MobileRead Forums - View Single Post

ahi · 08-31-2009, 01:39 PM

Quote:

Originally Posted by HarryT

Undoubtedly - it would probably be 10x faster if it were written in C++. However, I don't know about you, but for me Calibre is "fast enough". If it takes 2 minutes to convert a book from Mobi to ePub for me I'm not really that bothered.

Actually Python can be remarkably fast. Certain sorts of arguably heavy processing of a 100 MB text file take less than 30 seconds on my machine... which now and then makes me wonder whether certain parts of Calibre are violating some basic Python best practices.

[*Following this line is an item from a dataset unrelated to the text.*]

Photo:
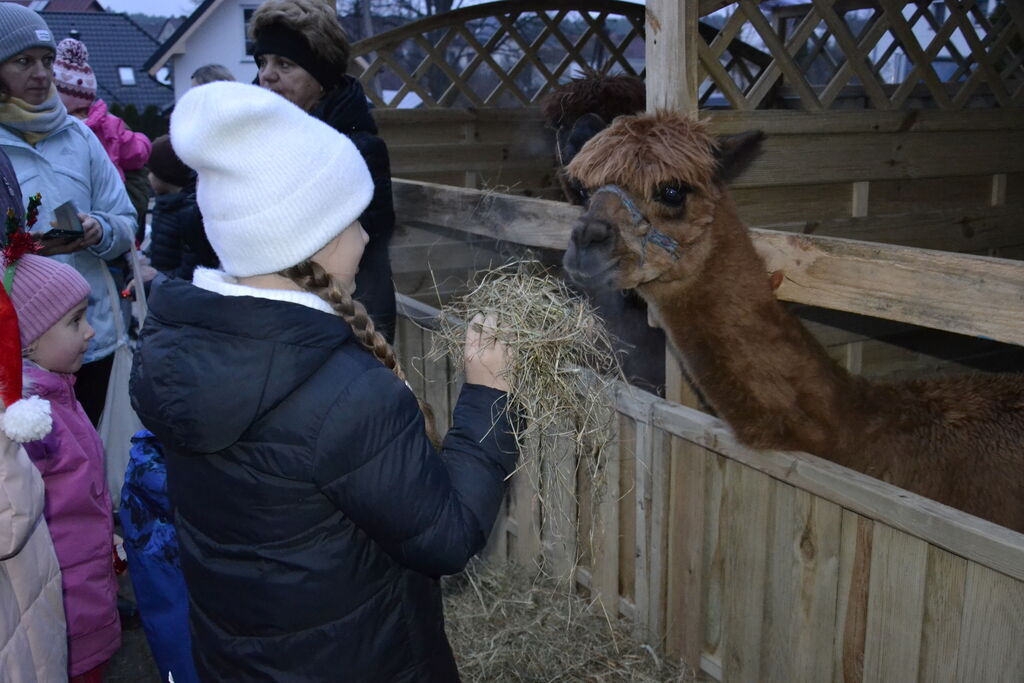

The most obvious one which in the past turned python programs of mine that should have processed under two minutes to take literally hours is the "do not build strings directly" or "do not build strings one character at a time" part.

Code:

output = ''
for tmpChar in longtext:
     outChar = tmpChar
     # some conditional processing of outChar here
     output += outChar

gets incredibly slow incredibly fast as the size of the longtext string grows. A string of size 2X takes far longer than twice the amount of time to process than a string of size X.

Code:

outputList = []
output = ''
for tmpChar in longtext:
     outChar = tmpChar
     # some conditional processing of outChar here
     outputList.append(outChar)
output = ''.join(outputList)

however is consistently fast, longer strings only taking reasonably longer to process.

Admittedly, I doubt this is news to Kovid... but I imagine there are more than one such pitfalls in Python where the obvious way is suboptimal for processing-heavy code. Might something as such act as a bottle-neck in some of your conversion scripts, Kovid?

- Ahi